Depuis, pratiquement tous ceux désignés comme cibles et suspects importants dans la « guerre contre le terrorisme » sont des individus bien connus de la CIA et d’autres agences de renseignement.

Il y a les attaques du 11 Septembre, où les principaux pirates de l’air avaient des liens étroits avec le gouvernement saoudien, allié clé de Washington dans le monde arabe. Plus de treize ans après, le gouvernement américain refuse de déclassifier vingt huit pages d’un rapport issu d’une enquête du Congrès sur les événements et qui traitent du financement saoudien des attentats. Les principaux organisateurs de l’attentat étaient sous surveillance directe de la CIA, mais on leur a permis d’entrer, de sortir et de retourner aux États-Unis librement, sans même posséder les visas appropriés. Une fois aux États-Unis, ils ont été autorisés à se former comme pilotes de vols commerciaux.

Il y a ensuite le cas d’Anwar al-Awlaki, le religieux musulman d’origine américaine assassiné dans l’attaque d’un drone américain au Yémen en 2011. Accusé à présent d’une foule de complots présumés, y compris d’avoir dirigé les tueurs de Paris, al-Awlaki avait des liens étroits avec l’Etat américain. Il a été le premier imam à diriger un service de prière pour membres du personnel musulmans du Congrès, au Capitole, en 2002. Quelques mois après les attentats du11Septembre, on l’a fait venir au Pentagone pour y parler de l’apaisement des tensions entre les musulmans et l’armée américaine.

Plus récemment, dans le cas des attentats du marathon de Boston en 2013, le principal suspect, Tamerlan Tsarnaev, était non seulement surveillé par le FBI, mais on l’avait en vue pour le recruter comme informateur contre la communauté musulmane. On a permis à Tsarnaev, tué quatre jours après l’attentat, d’aller librement dans le sud de la Russie, où il rencontrait des islamistes en lutte contre le gouvernement de Moscou, et d’en revenir. Moscou avait averti, non pas une fois mais deux, les autorités américaines de ses activités.

Pour les auteurs des attentats tués la semaine dernière à Paris, il est reconnu qu’ils avaient été sous la surveillance non seulement des services de renseignement français, mais aussi de ceux des États-Unis et de la Grande Bretagne.

Comment ce fait-il que les gens sous surveillance et en contact direct avec la police et les agences de renseignement soient les auteurs d’une attaque terroriste après l’autre? La possibilité d’une provocation délibérée ne peut nullement être exclue. Il est impossible de dire avec certitude pour chacun de ces événements s’il n’y a pas eu une forme ou l’autre de manipulation de la part de la CIA, les autorités permettant aux choses, exécutées par des individus connus de l’État de se produire, par acte d’omission ou de commission.

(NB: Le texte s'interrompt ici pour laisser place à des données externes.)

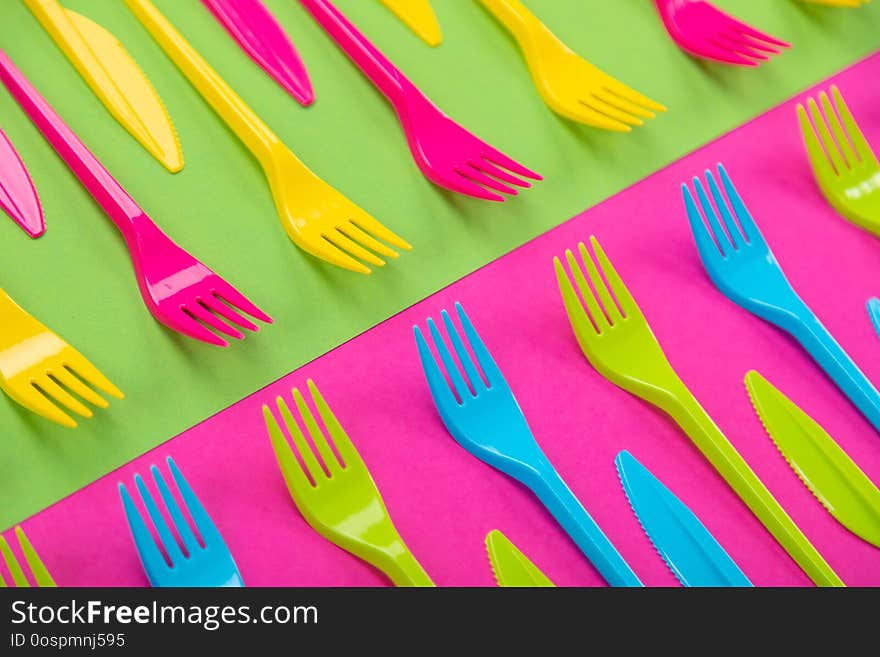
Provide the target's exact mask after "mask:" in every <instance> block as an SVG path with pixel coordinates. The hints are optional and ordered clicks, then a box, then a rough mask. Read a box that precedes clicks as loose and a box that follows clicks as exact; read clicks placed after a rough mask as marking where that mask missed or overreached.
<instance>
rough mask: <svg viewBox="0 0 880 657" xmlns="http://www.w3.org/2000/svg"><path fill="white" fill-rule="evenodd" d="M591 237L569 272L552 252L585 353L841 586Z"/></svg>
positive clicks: (797, 550)
mask: <svg viewBox="0 0 880 657" xmlns="http://www.w3.org/2000/svg"><path fill="white" fill-rule="evenodd" d="M590 241H591V244H592V247H593V251H594V252H595V260H594V256H593V255H592V254H591V253H590V252H589V251H588V250H587V247H586V246H584V244H583V243H581V244H580V245H579V250H580V255H581V260H582V261H583V264H581V263H578V261H577V259H576V257H575V255H574V254H573V253H572V252H571V251H570V250H569V251H566V253H565V257H566V260H567V261H568V266H569V268H570V269H571V277H569V274H568V273H567V272H566V270H565V267H564V266H563V264H562V261H561V260H560V259H559V258H554V266H555V269H556V279H557V282H558V283H559V290H560V292H561V294H562V300H563V302H564V304H565V310H566V313H567V314H568V319H569V321H570V322H571V327H572V329H573V331H574V334H575V337H576V338H577V341H578V344H579V345H580V347H581V351H582V352H583V354H584V356H585V357H586V358H587V360H588V361H589V362H590V364H591V365H592V366H593V367H595V368H596V370H597V371H598V372H599V373H600V374H601V375H602V376H604V377H605V378H606V379H608V380H609V381H611V382H612V383H614V384H616V385H618V386H620V387H621V388H623V389H624V390H626V391H628V392H630V393H631V394H633V395H635V396H637V397H640V398H641V399H644V400H645V401H647V402H648V403H650V404H653V405H654V406H657V407H658V408H660V409H662V410H664V411H665V412H666V413H668V414H669V415H670V416H671V417H672V418H673V420H675V422H676V423H677V424H678V425H679V426H680V427H681V429H682V430H683V431H684V432H685V433H686V434H687V435H688V436H689V437H690V439H691V442H693V443H694V445H695V446H696V447H697V448H698V449H699V450H700V452H702V454H703V456H705V457H706V459H707V460H708V461H709V463H711V464H712V466H713V467H714V468H715V469H716V470H717V471H718V473H719V474H720V475H721V476H722V477H723V478H724V480H725V481H726V482H727V484H728V485H729V486H730V487H731V488H732V489H733V490H734V491H735V492H736V494H737V495H739V497H740V499H742V501H743V502H744V503H745V504H746V505H747V506H748V507H749V509H751V510H752V513H754V514H755V516H756V517H757V518H758V519H759V520H760V521H761V522H762V523H763V525H764V526H765V527H766V528H767V530H768V531H769V532H770V533H771V534H772V535H773V536H774V537H775V538H776V540H777V541H778V542H779V544H780V545H782V547H783V548H785V551H786V552H788V554H789V555H791V557H792V559H794V560H795V561H796V562H797V564H798V565H799V566H800V567H801V568H802V569H803V571H804V572H805V573H806V574H807V575H808V576H809V577H810V579H812V580H813V582H815V583H816V584H817V585H820V586H843V582H842V581H841V580H840V578H839V577H838V576H837V575H836V574H835V572H834V571H833V570H831V567H830V566H829V565H828V564H827V563H825V560H824V559H823V558H822V555H820V554H819V553H818V552H817V551H816V548H814V547H813V545H812V544H811V543H810V542H809V540H807V537H806V536H804V534H803V533H802V532H801V530H800V529H798V527H797V525H795V524H794V522H792V520H791V518H789V517H788V514H786V513H785V511H784V510H783V508H782V507H781V506H780V505H779V502H777V501H776V500H775V499H774V498H773V495H771V494H770V491H769V490H767V487H766V486H764V484H763V482H761V480H760V479H758V476H757V475H756V474H755V473H754V472H753V471H752V469H751V468H750V467H749V465H748V463H746V462H745V460H744V459H743V457H742V456H740V454H739V452H737V451H736V448H735V447H734V446H733V445H732V444H731V443H730V441H729V440H728V439H727V437H726V436H725V435H724V434H723V433H722V432H721V430H720V429H719V428H718V426H717V425H716V424H715V422H714V421H713V420H712V418H711V417H709V414H708V413H706V411H705V410H704V409H703V407H702V406H700V403H699V402H698V401H697V400H696V398H695V397H694V395H693V393H691V391H690V390H689V389H688V388H687V386H686V385H685V383H684V382H683V381H682V380H681V378H679V376H678V374H677V373H676V372H675V370H673V369H672V365H670V363H669V361H668V360H667V358H666V355H665V354H664V353H663V349H662V348H661V347H660V343H658V342H657V338H656V337H654V333H653V332H652V331H651V327H650V326H649V325H648V322H647V321H646V320H645V317H644V315H642V312H641V310H639V307H638V305H636V302H635V299H633V297H632V295H631V294H630V293H629V290H627V289H626V286H625V285H624V283H623V281H622V280H621V278H620V276H619V275H618V274H617V272H616V271H615V270H614V266H613V265H612V264H611V261H610V260H609V259H608V256H606V255H605V253H604V251H602V248H601V247H600V246H599V242H598V241H597V240H596V238H595V237H591V238H590ZM584 267H585V268H586V271H587V274H586V275H585V274H584ZM600 272H601V273H600ZM587 278H589V280H590V283H588V282H587ZM591 284H592V288H591ZM576 289H577V291H575V290H576ZM593 290H595V292H594V291H593ZM579 294H580V296H578V295H579ZM612 295H613V297H612ZM581 300H583V301H581ZM615 300H616V301H615Z"/></svg>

La tentative des médias de présenter les personnes impliquées dans ces actes de terrorisme comme des individus mystérieux et inconnus est frauduleuse. Vendredi dernier, ils ont rapporté, l’un après l’autre, les arrestations de masse à Paris et le démarrage de nouveaux plans américains pour financer et former des « rebelles » syriens. On n’a pas examiné le rapport entre les deux.

Après une première décennie de « guerre mondiale contre la terreur » durant laquelle on a présenté al-Qaïda comme une menace existentielle, on a utilisé ces mêmes forces comme alliés dans des guerres de changement de régime soutenues par l’Occident contre des gouvernements arabes laïques, d’abord en Libye, puis en Syrie. Maintenant, on se sert à nouveau de leurs actes pour promouvoir la guerre à l’extérieur et la répression à l’intérieur.

En fin de compte, les attaques comme celle menée contre Charlie Hebdo sont le produit de décennies d’interventions impérialistes au Moyen-Orient. Les guerres qui ont ravagé un pays après l’autre ont déclenché une vague de violence qui ne peut que se répandre au-delà de la région. Dans l’intervalle, Washington et ses alliés promeuvent les forces mêmes impliquées dans ces attaques et collaborent avec elles.